A Market-Based Path to Renewables

by Dan Dicker

Pub Date: Oct. 5th, 2020
ISBN: 978-0-9964897-3-7
Publisher: Self

An oil market pundit offers a provocative yet straightforward energy solution in this environmental work.

With 35 years of experience as a commodities trade adviser and energy markets analyst and the author of two books—Shale Boom, Shale Bust (2014) and Oil’s Endless Bid (2011)—Dicker is someone to be taken seriously. His latest work is a plea for a blunt way to bring about a green revolution: Make oil “really expensive to buy, literally forever.” While he claims to be an environmental advocate who leans left, the author still assails activists whose goal is to punish fossil fuel companies.
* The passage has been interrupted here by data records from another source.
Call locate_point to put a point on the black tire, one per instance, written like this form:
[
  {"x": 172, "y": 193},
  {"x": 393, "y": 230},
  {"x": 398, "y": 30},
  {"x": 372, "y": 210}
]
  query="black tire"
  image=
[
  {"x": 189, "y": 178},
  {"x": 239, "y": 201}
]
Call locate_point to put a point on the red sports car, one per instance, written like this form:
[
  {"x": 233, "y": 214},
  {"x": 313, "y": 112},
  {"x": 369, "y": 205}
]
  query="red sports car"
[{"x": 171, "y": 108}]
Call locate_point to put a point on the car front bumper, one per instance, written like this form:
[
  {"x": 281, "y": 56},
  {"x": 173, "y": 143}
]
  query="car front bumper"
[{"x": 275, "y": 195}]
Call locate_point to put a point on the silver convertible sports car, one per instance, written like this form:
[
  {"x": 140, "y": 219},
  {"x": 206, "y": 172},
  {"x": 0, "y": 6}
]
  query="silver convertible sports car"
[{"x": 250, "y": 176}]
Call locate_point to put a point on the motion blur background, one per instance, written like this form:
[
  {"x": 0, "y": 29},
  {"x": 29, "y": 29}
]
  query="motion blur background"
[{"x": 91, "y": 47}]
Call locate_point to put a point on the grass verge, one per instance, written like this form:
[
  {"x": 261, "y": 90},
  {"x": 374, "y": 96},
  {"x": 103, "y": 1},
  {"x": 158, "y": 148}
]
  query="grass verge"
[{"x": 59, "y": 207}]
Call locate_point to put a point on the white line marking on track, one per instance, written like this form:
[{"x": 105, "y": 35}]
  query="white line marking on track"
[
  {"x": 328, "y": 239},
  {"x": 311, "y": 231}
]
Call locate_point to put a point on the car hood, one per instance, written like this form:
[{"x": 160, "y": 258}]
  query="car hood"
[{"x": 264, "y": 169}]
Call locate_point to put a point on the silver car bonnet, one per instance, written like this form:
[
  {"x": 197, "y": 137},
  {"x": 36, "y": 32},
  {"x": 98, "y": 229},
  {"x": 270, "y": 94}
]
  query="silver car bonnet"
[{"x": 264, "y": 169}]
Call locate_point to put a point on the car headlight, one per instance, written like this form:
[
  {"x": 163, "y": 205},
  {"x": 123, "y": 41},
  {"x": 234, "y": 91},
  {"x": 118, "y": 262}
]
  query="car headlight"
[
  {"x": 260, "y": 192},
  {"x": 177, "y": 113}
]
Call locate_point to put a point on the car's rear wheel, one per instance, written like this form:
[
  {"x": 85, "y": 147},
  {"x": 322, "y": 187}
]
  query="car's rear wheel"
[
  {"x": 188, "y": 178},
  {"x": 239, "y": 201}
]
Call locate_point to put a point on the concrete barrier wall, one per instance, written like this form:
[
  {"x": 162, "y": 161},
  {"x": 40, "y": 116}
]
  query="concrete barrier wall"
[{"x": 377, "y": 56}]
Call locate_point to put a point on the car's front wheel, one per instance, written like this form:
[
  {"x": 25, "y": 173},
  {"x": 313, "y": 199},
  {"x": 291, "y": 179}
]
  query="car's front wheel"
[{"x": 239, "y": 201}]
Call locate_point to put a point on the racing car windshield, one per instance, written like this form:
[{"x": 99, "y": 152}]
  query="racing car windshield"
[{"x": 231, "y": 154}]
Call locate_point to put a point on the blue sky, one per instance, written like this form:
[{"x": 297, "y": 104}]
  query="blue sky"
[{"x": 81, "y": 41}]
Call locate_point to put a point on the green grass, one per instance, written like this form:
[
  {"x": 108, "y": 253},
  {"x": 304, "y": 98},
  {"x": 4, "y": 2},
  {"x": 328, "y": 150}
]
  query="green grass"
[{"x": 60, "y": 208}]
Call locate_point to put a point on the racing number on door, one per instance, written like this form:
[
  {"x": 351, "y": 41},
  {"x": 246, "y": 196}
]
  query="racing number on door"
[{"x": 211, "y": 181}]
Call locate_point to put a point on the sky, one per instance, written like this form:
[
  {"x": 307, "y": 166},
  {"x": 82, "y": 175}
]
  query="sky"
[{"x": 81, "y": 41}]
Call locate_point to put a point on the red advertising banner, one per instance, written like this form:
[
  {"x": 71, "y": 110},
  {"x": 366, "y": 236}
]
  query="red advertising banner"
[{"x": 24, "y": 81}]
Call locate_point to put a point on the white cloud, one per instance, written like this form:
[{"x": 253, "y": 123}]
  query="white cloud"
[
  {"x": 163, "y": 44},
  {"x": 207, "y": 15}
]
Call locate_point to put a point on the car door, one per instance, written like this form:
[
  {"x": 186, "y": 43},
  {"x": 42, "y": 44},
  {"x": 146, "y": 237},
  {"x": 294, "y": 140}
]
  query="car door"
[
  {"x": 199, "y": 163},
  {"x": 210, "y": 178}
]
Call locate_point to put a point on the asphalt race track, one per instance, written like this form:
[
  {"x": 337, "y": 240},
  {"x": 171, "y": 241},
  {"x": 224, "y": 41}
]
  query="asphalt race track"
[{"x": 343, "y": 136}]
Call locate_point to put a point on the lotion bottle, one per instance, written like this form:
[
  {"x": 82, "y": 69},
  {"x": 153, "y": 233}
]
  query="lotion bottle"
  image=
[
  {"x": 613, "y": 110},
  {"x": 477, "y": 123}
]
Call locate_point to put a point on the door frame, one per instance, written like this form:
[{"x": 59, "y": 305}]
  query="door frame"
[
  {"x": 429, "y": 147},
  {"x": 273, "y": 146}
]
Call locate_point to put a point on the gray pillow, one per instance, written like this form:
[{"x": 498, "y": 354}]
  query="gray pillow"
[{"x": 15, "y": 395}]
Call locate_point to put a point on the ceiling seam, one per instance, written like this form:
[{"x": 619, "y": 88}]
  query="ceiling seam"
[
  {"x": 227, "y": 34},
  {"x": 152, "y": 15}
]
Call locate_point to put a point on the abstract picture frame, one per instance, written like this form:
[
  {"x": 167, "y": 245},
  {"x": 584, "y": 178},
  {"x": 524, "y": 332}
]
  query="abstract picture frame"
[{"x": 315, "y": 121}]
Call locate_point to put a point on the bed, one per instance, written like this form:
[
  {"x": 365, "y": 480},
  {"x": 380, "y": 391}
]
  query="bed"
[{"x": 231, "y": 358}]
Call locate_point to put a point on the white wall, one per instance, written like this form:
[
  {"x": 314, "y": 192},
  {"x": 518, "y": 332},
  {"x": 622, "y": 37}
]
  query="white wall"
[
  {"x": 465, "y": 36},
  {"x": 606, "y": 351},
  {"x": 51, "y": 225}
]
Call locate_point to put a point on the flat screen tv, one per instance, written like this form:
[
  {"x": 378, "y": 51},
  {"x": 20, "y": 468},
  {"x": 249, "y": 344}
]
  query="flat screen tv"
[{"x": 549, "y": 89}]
Rather, he writes, it is energy companies that have the critical infrastructure to “accelerate the rise of renewables” if it is worth their while to do so. Dicker does an admirable job of explaining the energy market with regard to oil, shale, natural gas, and renewables. His observations of the oil industry’s machinations are nothing if not colorful and frank. About the smaller American oil companies that engage in shale-fracking, the author asks: “How did they take a new and enormous resource that is the envy of every other country, and in ever greater demand and—unbelievably—manage to bankrupt themselves totally in less than a decade?” He is a proponent of natural gas as a bridge to renewables because “it is cheaper, it’s cleaner, it’s more abundant, and it can replicate virtually any use that crude oil and its refined products can, while requiring minimal processing from wellhead to burner.” In the end, Dicker views the problem of fossil fuel usage and global warming through a less conventional lens, putting forth a deceptively simple premise: “Make oil prices so high that renewable sources are more than competitive, they’re financially superior to fossil fuels. Then, keep oil prices high.” The author does admit that the Covid-19 pandemic likely impedes the timing of his pricing strategy, but he stands by it. Dicker convincingly supports his theory by using charts and graphs to demonstrate costs of oil versus renewables, oil demand and prices, energy consumption, a “projected evolution of energy,” and more.

A refined, contrarian argument about oil, both well researched and engaging.